Pekerjaan UNICEF yang sempat dipegang van Essche telah diiklankan pada bulan Juni lalu, dan fakta bahwa dia menerima pekerjaan tersebut sangat mengejutkan. situs web dari konsultan pribadinya, Paul van Essche and Associates, pada bulan Desember.
Menurut juru bicara UNICEF, ia dipilih untuk jabatan tersebut “melalui standar UNICEF, prosedur kompetitif dalam perekrutan pejabat senior.”

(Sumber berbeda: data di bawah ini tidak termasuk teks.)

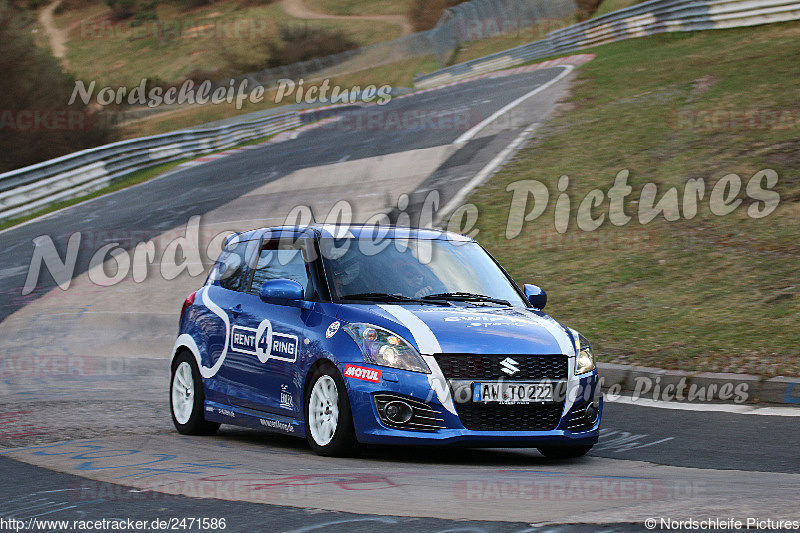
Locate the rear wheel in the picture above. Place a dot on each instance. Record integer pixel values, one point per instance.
(329, 421)
(186, 398)
(564, 452)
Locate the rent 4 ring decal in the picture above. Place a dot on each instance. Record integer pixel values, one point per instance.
(264, 343)
(363, 373)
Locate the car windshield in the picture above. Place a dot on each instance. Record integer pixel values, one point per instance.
(416, 270)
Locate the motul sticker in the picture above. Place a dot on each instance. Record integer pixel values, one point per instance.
(363, 373)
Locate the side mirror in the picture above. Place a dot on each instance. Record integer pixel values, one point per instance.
(283, 292)
(536, 296)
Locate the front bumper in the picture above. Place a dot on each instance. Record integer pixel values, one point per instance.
(415, 387)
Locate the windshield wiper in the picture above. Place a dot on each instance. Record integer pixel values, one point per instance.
(383, 297)
(466, 297)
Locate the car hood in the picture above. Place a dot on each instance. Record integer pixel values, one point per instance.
(467, 329)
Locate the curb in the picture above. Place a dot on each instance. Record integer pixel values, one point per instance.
(657, 383)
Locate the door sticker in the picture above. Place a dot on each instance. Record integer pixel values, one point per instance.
(264, 343)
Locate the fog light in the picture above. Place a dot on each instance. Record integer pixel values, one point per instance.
(399, 412)
(592, 413)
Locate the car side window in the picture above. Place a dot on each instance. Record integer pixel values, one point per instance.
(276, 263)
(233, 270)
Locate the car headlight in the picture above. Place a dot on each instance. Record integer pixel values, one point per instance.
(584, 362)
(385, 348)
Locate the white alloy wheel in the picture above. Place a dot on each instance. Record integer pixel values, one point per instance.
(323, 410)
(183, 393)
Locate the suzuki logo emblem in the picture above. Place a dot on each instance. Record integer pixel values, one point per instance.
(509, 366)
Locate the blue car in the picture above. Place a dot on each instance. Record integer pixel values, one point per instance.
(379, 335)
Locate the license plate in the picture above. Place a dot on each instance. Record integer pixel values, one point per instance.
(510, 392)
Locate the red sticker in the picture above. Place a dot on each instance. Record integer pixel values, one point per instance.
(363, 373)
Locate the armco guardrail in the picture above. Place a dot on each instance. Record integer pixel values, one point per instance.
(649, 18)
(32, 188)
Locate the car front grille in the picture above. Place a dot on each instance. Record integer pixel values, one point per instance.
(481, 366)
(462, 369)
(499, 417)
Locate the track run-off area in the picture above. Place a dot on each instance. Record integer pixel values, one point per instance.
(85, 428)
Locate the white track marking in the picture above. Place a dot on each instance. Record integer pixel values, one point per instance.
(468, 135)
(486, 172)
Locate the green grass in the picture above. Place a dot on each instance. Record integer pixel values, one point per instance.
(134, 178)
(398, 74)
(359, 7)
(715, 293)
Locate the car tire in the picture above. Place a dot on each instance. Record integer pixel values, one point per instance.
(187, 399)
(328, 418)
(564, 452)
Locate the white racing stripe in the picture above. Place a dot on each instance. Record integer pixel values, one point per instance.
(554, 329)
(428, 345)
(217, 310)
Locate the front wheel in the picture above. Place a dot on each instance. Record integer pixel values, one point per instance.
(186, 398)
(564, 452)
(329, 421)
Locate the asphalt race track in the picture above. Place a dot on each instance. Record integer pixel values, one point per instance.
(85, 429)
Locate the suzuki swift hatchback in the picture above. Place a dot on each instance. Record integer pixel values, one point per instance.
(379, 335)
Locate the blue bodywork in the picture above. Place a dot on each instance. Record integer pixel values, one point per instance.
(256, 357)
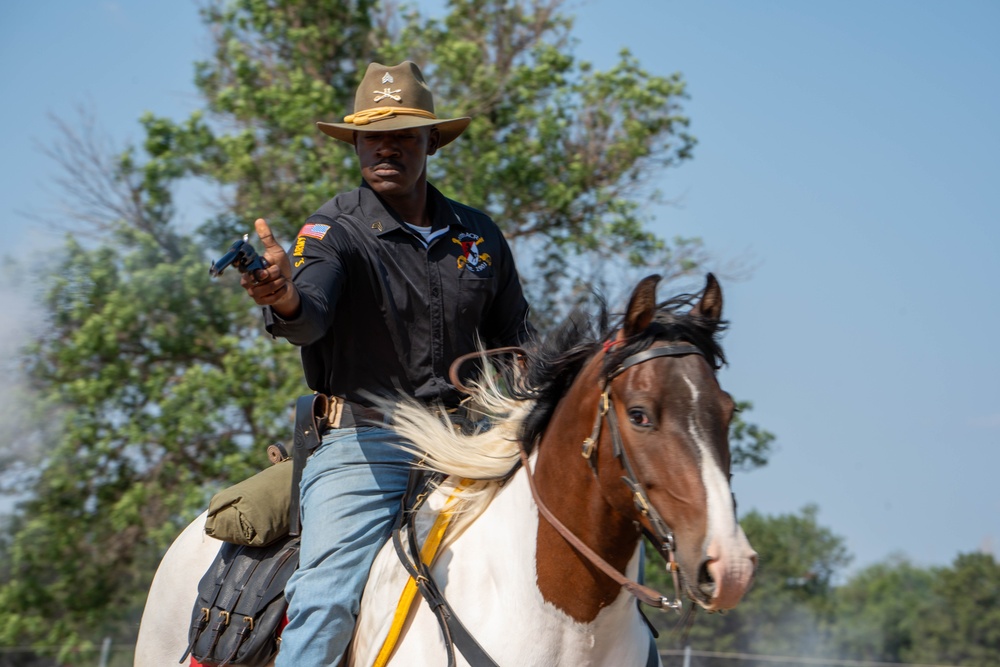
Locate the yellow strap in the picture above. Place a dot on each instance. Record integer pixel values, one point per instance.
(367, 116)
(427, 554)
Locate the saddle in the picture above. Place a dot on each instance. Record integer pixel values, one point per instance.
(241, 605)
(240, 610)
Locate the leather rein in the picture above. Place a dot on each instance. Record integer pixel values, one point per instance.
(660, 533)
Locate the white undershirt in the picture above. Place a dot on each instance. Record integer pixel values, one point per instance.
(425, 233)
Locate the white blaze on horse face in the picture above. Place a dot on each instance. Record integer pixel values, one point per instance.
(732, 560)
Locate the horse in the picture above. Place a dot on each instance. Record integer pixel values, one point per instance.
(606, 436)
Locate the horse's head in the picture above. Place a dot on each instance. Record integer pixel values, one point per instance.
(644, 409)
(669, 422)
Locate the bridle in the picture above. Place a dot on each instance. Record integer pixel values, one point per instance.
(659, 532)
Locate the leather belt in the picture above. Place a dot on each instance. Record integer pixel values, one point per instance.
(342, 413)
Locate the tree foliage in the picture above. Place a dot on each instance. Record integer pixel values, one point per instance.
(560, 154)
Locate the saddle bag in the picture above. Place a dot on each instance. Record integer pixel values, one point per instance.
(241, 605)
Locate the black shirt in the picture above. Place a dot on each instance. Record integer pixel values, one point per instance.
(384, 314)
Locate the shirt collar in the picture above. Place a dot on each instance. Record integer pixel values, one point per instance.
(384, 219)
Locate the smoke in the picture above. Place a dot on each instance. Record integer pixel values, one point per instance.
(22, 321)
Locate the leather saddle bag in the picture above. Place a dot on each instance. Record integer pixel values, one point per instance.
(241, 604)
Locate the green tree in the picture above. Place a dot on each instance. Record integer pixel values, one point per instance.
(559, 153)
(785, 611)
(878, 609)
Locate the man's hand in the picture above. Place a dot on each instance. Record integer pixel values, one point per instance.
(272, 286)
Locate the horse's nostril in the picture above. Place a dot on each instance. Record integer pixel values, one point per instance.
(706, 584)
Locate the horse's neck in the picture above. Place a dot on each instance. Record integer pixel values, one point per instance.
(568, 486)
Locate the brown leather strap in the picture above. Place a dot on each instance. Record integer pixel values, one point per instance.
(342, 413)
(642, 593)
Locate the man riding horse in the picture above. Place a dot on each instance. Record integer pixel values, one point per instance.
(379, 293)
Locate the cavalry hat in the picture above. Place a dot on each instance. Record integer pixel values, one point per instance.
(393, 98)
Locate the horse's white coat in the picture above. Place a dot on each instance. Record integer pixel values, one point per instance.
(488, 576)
(731, 558)
(162, 636)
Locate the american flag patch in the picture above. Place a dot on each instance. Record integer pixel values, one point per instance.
(314, 230)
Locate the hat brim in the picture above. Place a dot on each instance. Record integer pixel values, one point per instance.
(449, 128)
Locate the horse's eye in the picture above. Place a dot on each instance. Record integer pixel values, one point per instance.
(638, 417)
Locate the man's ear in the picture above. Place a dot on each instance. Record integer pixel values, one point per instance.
(433, 141)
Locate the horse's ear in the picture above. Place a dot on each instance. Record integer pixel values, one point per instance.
(641, 306)
(710, 304)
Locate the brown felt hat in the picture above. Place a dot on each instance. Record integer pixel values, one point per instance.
(394, 98)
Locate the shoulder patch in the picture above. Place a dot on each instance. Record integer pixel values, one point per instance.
(314, 230)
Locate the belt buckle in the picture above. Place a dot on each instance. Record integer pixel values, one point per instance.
(335, 412)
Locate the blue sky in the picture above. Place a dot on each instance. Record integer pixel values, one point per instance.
(848, 150)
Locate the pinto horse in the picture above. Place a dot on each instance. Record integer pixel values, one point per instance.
(628, 434)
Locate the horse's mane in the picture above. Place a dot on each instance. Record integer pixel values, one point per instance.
(554, 365)
(520, 410)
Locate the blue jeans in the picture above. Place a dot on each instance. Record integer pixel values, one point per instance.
(351, 491)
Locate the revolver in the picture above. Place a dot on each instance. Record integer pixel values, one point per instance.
(241, 255)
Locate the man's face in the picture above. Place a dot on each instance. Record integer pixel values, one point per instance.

Proses seleksi “termasuk lamaran kompetitif, penilaian oleh panel dan rekomendasi kepada Direktur Eksekutif” UNICEF, Anthony Lake. Juru bicara tersebut tidak mengungkapkan berapa banyak kandidat lain yang dipertimbangkan dalam seleksi akhir untuk posisi tersebut.
Di antara tanggung jawab yang harus dipenuhi oleh Van Essche adalah memberikan “kepemimpinan strategis dan arahan menyeluruh pada semua kegiatan Teknologi Informasi dan Komunikasi (TIK) untuk mendukung program UNICEF, dan untuk” mendorong transformasi fungsi ICT yang sedang berlangsung “di organisasi tersebut.
Menurut juru bicara UNICEF, “seorang rekan senior UNICEF untuk sementara menjabat sebagai direktur sementara sampai posisi tersebut terisi.”
Upaya Fox News untuk menghubungi Van Essche melalui situs web perusahaannya dan rekan-rekan konsultannya tidak berhasil.